AI can also be used for dynamic digital experiences. On brand websites, AI can power digital experiences tailored to predicted interests in real time. As a customer browses, the website experience continuously adapts to suggest the most relevant products, content, sales and promotions matched to that individual’s needs and preferences. Leading brands are already using AI-enabled predictive personalisation to tailor the customer journey.
Image recognition for unique customer experiences
Image recognition uses artificial neural networks to detect, categorise and analyse images. For fashion brands, image recognition provides an automated way to organise and tag photos at scale, gain visual insights into styles and trends, and deliver unique customer experiences. However, it’s important to remain strategic and judicious in how this technology is deployed to avoid potential issues around bias or privacy.
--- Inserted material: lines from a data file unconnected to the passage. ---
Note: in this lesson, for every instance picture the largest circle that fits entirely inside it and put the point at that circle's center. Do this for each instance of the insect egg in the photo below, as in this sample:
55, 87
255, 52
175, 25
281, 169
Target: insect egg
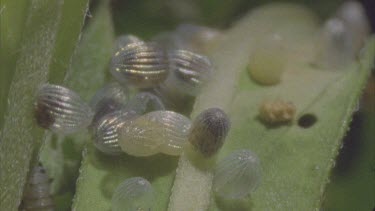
110, 97
105, 132
237, 175
134, 194
154, 132
189, 72
61, 110
277, 111
140, 64
209, 130
124, 40
144, 102
36, 195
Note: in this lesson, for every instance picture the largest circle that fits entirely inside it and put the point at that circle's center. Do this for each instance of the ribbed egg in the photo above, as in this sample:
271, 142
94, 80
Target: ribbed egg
143, 65
144, 102
237, 175
134, 194
61, 110
189, 72
208, 131
105, 131
124, 40
112, 96
154, 132
36, 194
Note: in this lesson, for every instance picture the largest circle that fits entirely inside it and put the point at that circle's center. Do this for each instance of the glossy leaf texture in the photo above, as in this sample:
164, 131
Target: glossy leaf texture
38, 50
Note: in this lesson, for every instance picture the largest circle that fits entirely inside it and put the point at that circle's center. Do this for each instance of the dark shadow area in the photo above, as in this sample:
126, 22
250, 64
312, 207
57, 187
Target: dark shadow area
307, 120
AI modelling tools can analyse millions of images from social media, online news sites, brand campaigns and more to detect emerging colours, prints, textures and styles which can then be leveraged in product designs and marketing campaigns. The vast amount of data that companies are dealing with now makes it impossible for individuals to sift through and make decisions. Fashion tech company Heuritech developed an AI-enabled service to predict clothing trends by analysing millions of images from social media, taking the labour out of vital tasks in the industry.
It’s an effective tool for virtual try-ons and remote changing rooms, and some brands have also started testing ‘body type chatbots’. These recommend size profiles to shoppers, based on body type classification. Bodify, a Kansas-based start-up, is looking to solve the common fit issues that so many online shoppers suffer with. The company asks shoppers for photos and uses computer vision and machine learning to determine their ideal measurements and provides them with a list of brands that fit the size they believe them to be. It’s a way of minimising returns and clothes being thrown away due to size issues, and opens up customers to new brands they may not have been aware of.
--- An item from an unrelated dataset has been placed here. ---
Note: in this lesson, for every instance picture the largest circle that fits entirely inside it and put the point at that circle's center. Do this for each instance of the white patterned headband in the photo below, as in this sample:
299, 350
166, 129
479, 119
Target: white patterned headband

Another angle where fashion is utilising AI capabilities is to create AI-generated models that appeal to the real-world diversity expected in attracting customers who come in all shapes, sizes, cultures and social identities. A recent article in The Guardian online highlighted how top brands utilise AI tech to create inclusive computer-generated models to realistically represent diverse sections of modern society.
AI has enormous potential to transform digital marketing for fashion brands when implemented strategically and guided by human judgement. Technologies like machine learning and visual recognition allow fashion marketers to gain deep customer insights, deliver unique experiences at scale and optimise the impact of campaigns. But the success of AI in fashion marketing ultimately depends on how ethically brands choose to apply it.
AI should be viewed as a tool to enhance human skills, not replace them. While AI chatbots can handle basic customer service queries and machine learning powers personalised product recommendations, human curators remain essential to crafting a compelling brand vision. And though image recognition facilitates photo cataloguing and trend forecasting at volume, human creatives are still needed to design what resonates most with customers.
When fashion marketers thoughtfully and ethically incorporate AI into their digital strategies with humanity in mind, the results can be transformational. AI will become essential to forging more personal relationships, gain actionable insights and meet customers in the right place at the right time with the right message.